Wednesday, June 15th, 2011 - 15:38
Wednesday, June 15, 2011 - 16:32
In a new report titled “Fit for Purpose?” - Richard Boyle and Muiris MacCarthaigh with the Institute of Public Administration in Dublin identify some of the key challenges for Irish public administration and some of the priority areas where change is necessary. This report may not be your idea of fun “summer reading,” but it may prove to be the kind of thinking we need to consider as we too think about how well suited our government is for the challenges ahead.
Not too long ago Ireland was the miracle of the “Celtic Tiger” and briefly the second-richest country in the European Union. Then came the economic crisis - leaving Ireland’s people in a wrenching recession and the Irish government carrying an intolerably large debt burden.
It is in this context that Richard Boyle and Muiris MacCarthaigh with the Institute of Public Administration in Dublin identify some of the key challenges for Irish public administration and some of the priority areas where change is necessary. In a compelling report titled “Fit for Purpose?” they identify what they see as the main challenges for Irish public administration as it seeks to maximize its performance and support national recovery. They begin by discussing:
- Enablers of successful public service reform
and then turn to the main challenges in the coming years:
- The challenge of designing a productive public service
- The challenge of renewing public service capacity
- The challenge of implementation
- The challenge of engaging the citizen
- The challenge of securing effective political accountability.
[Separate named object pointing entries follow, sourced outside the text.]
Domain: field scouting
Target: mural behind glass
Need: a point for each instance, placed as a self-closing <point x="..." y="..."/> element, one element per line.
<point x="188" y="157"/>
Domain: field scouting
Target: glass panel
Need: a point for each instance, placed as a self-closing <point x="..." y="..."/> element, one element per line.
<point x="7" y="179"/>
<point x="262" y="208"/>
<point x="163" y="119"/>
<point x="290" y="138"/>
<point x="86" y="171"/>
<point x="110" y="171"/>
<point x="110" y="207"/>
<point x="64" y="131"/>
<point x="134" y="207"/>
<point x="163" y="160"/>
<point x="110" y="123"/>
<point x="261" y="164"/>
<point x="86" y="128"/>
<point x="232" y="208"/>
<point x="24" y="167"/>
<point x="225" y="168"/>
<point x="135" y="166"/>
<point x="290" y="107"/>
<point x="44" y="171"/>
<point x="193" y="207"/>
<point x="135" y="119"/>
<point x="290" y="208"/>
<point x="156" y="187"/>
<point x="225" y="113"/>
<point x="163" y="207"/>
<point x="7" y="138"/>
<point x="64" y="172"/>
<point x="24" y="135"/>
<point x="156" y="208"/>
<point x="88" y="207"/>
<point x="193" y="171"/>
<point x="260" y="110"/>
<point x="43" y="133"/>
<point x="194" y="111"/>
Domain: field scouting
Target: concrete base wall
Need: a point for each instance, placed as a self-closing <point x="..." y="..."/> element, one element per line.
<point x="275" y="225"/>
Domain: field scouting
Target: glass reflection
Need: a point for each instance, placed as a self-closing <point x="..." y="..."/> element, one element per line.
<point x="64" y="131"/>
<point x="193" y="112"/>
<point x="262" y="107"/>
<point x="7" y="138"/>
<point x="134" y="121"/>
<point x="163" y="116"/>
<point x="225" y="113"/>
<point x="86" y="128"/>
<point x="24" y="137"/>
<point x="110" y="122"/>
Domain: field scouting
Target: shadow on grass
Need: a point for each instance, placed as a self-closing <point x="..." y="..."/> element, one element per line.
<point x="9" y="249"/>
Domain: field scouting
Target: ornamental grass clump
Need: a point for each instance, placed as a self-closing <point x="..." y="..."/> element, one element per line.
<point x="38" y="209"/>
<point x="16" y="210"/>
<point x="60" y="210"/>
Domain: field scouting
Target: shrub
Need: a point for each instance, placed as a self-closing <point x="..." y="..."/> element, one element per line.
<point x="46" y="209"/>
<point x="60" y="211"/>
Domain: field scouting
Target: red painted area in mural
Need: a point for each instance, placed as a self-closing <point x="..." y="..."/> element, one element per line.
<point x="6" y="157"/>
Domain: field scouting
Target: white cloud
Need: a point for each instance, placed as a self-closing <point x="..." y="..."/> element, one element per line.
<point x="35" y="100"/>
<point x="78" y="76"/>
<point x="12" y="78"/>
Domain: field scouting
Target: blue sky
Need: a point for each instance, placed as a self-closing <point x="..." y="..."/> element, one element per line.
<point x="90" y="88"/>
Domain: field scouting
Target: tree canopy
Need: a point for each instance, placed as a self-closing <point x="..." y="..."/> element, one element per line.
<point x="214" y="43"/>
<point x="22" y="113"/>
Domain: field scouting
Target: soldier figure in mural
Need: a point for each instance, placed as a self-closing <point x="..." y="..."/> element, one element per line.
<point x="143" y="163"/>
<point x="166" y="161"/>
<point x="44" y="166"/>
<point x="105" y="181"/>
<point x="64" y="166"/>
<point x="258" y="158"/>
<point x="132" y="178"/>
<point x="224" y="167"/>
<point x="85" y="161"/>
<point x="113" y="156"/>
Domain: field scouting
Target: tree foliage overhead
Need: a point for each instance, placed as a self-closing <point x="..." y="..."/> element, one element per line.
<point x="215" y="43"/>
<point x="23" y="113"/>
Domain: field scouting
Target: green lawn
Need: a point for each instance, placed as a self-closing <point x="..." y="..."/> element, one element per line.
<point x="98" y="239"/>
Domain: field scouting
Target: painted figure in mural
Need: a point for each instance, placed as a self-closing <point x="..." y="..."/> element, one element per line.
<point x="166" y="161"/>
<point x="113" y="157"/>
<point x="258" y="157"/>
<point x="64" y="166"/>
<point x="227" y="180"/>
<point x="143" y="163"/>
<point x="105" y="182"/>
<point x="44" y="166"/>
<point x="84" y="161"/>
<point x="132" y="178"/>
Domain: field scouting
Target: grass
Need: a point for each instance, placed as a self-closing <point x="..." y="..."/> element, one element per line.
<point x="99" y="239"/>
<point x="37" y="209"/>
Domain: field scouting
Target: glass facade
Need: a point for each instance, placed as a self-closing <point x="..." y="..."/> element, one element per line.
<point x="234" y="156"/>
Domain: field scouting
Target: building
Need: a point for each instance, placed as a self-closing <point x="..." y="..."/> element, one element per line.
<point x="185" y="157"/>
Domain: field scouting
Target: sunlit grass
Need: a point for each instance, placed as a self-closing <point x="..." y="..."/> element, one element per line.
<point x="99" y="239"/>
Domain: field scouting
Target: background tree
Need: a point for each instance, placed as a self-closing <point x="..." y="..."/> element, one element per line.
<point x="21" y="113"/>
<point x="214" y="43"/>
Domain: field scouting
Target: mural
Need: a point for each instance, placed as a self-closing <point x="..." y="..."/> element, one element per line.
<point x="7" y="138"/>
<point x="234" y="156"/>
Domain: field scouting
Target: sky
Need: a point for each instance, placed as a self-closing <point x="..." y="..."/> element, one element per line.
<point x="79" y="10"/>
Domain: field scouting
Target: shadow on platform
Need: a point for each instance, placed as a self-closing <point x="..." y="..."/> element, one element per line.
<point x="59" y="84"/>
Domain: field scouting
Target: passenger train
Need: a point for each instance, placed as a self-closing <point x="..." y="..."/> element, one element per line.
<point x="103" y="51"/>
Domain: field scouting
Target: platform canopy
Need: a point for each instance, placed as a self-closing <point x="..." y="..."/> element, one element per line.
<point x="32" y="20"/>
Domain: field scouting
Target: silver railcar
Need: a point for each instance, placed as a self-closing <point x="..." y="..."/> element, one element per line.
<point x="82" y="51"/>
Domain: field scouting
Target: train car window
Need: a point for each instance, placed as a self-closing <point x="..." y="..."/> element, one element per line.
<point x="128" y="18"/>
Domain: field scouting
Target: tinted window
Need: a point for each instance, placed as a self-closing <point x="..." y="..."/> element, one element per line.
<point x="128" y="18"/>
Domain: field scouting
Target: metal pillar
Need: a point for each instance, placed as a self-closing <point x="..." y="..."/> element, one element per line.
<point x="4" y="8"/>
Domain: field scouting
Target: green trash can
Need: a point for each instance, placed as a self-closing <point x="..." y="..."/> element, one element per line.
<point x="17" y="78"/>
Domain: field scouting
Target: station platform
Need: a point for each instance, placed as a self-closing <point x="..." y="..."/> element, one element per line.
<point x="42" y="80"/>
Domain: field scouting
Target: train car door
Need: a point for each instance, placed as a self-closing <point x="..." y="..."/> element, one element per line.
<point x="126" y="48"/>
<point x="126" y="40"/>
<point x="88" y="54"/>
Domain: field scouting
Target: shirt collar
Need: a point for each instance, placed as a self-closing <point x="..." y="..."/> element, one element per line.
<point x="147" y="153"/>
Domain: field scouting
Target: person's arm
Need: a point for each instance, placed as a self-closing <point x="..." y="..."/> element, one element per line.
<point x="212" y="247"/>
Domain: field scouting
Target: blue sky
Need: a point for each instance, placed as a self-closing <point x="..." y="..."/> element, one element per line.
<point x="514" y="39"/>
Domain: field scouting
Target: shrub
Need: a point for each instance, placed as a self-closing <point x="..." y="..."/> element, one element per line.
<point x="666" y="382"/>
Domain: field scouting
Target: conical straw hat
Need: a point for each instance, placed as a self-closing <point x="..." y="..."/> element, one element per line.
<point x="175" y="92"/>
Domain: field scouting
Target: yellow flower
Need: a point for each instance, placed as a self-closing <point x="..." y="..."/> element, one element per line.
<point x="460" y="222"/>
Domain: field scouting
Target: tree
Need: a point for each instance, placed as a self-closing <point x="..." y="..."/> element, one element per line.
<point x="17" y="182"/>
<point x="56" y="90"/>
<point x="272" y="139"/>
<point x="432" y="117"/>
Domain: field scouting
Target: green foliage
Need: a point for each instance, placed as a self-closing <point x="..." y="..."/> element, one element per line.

Only a few short years ago Irish public administration was given a relatively clean bill of health by the Organization for Economic Cooperation and Development (OECD), but now there is a growing perception in light of the current economic problems that public administration in Ireland is not “fit for purpose” and is in need of significant reform. At the same time, there is recognition that change cannot simply be a repeat or development of the change programs of the past, or merely “tweaking the machine.”
Boyle and MacCarthaigh note what changes have taken place to date, including experience with previous reform effort, and then outline what should happen next. They argue that the public sector must adapt to the new political, economic and social realities it now faces and that tackling these challenges is necessary to secure the efficient and effective provision of public services in changed circumstances. They contend that public administration in Ireland is a national asset and is integral to the process of national recovery. Reform needs strong leadership, at both political and administrative levels. It also requires sound evidence to inform future developments, involves learning from past successes and failures, and benchmarking experience against that of others.
This report may not be your idea of fun summer reading, but it may prove to be the kind of thinking we need to consider as we too consider about how well suited our government is for the challenges ahead.